• Chocolate Peanut Butter Pie

    Jeremy from our Facebook community swears by this pie recipe he received from a fellow cyclist.

    Chocolate Peanut Butter Pie


    • 1 store-bought graham cracker crust (or make your own)
    • 1 cup peanut butter (I used the natural/organic peanuts-only kind)
    • 1 box of silken tofu (low fat if you can find it), drained
    • 12 oz of regular or non-dairy chocolate chips
    • 3 TBSP maple syrup or agave nectar (reduce this if you are using┬ápeanut butter with sugar in it)
    • 1 tsp vanilla


    1. Put tofu in food processor and pulse until smooth and creamy.

    2. Melt chocolate chips in double boiler.

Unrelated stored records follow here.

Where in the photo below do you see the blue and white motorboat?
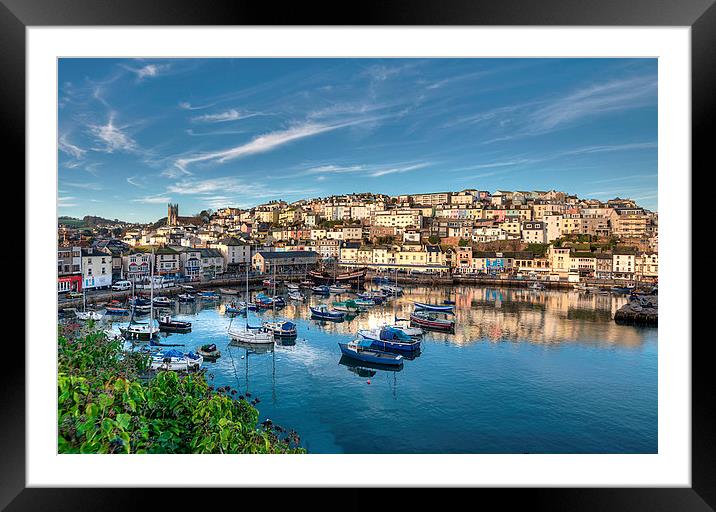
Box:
[149,349,204,372]
[263,320,298,338]
[311,284,331,295]
[338,338,403,366]
[311,304,346,321]
[358,325,420,352]
[413,302,455,313]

    3. Add melted chocolate, syrup, and vanilla to food processor and blend with tofu.

    4. Measure out the peanut butter into a glass measuring cup and microwave it briefly to make it slightly warm and easy to spread (so it won’t crack your pie shell). Spread peanut butter in bottom of pie shell.

    5. Pour chocolate filling into pie shell.

    6. Refrigerate for at least one hour to solidify (overnight is best if you can wait).

    7. Slice into 8 wedges (it’s rich) and serve. Don’t mention the tofu.